The interior nodes of the parse tree are phrase names that group and identify their children. The root node is the most abstract phrase name, in this case stat (short for statement). The leaves of a parse tree are always the input tokens. Parse trees sit between a language recognizer and an interpreter or translator implementation. They are extremely effective data structures because they contain all of the input and complete knowledge of how the parser grouped the symbols into phrases. Better yet, they are easy to understand and the parser generates them automatically (unless you turn them off with parser.setBuildParseTree(false)).

Because we specify phrase structure with a set of rules, parse tree subtree roots correspond to grammar rule names. ANTLR has a ParseTreeWalker that knows how to walk these parse trees and trigger events in listener implementation objects that you can create. The ANTLR tool generates listener interfaces for you also, unless you turn that off with a commandline option. You can also have it generate visitors. For example from a Java.g4 grammar, ANTLR generates:

public interface JavaListener extends ParseTreeListener<Token> {
  void enterClassDeclaration(JavaParser.ClassDeclarationContext ctx);
  void exitClassDeclaration(JavaParser.ClassDeclarationContext ctx);
  void enterMethodDeclaration(JavaParser.MethodDeclarationContext ctx);
 ...
}

where there is an enter and exit method for each rule in the parser grammar. ANTLR also generates a base listener with the fall empty implementations of all listener interface methods, in this case called JavaBaseListener. You can build your listener by subclassing this base and overriding the methods of interest.

Assuming you've created a listener object called MyListener, here is how to call the Java parser and walk the parse tree:

JavaLexer lexer = new JavaLexer(input);
CommonTokenStream tokens = new CommonTokenStream(lexer);
JavaParser parser = new JavaParser(tokens);
JavaParser.CompilationUnitContext tree = parser.compilationUnit(); // parse a compilationUnit

MyListener extractor = new MyListener(parser);
ParseTreeWalker.DEFAULT.walk(extractor, tree); // initiate walk of tree with listener in use of default walker

Listeners and visitors are great because they keep application-specific code out of grammars, making grammars easier to read and preventing them from getting entangled with a particular application.
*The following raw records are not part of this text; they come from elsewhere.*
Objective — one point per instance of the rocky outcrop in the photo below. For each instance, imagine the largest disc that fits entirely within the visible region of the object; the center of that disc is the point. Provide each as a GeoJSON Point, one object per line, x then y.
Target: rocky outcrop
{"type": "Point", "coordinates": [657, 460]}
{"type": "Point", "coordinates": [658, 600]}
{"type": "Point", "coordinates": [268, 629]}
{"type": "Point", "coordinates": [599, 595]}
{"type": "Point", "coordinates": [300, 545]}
See the book for more information on listeners and to learn how to use visitors. (The biggest difference between the listener and visitor mechanisms is that listener methods are called independently by an ANTLR-provided walker object, whereas visitor methods must walk their children with explicit visit calls. Forgetting to invoke visitor methods on a node’s children, means those subtrees don’t get visited.)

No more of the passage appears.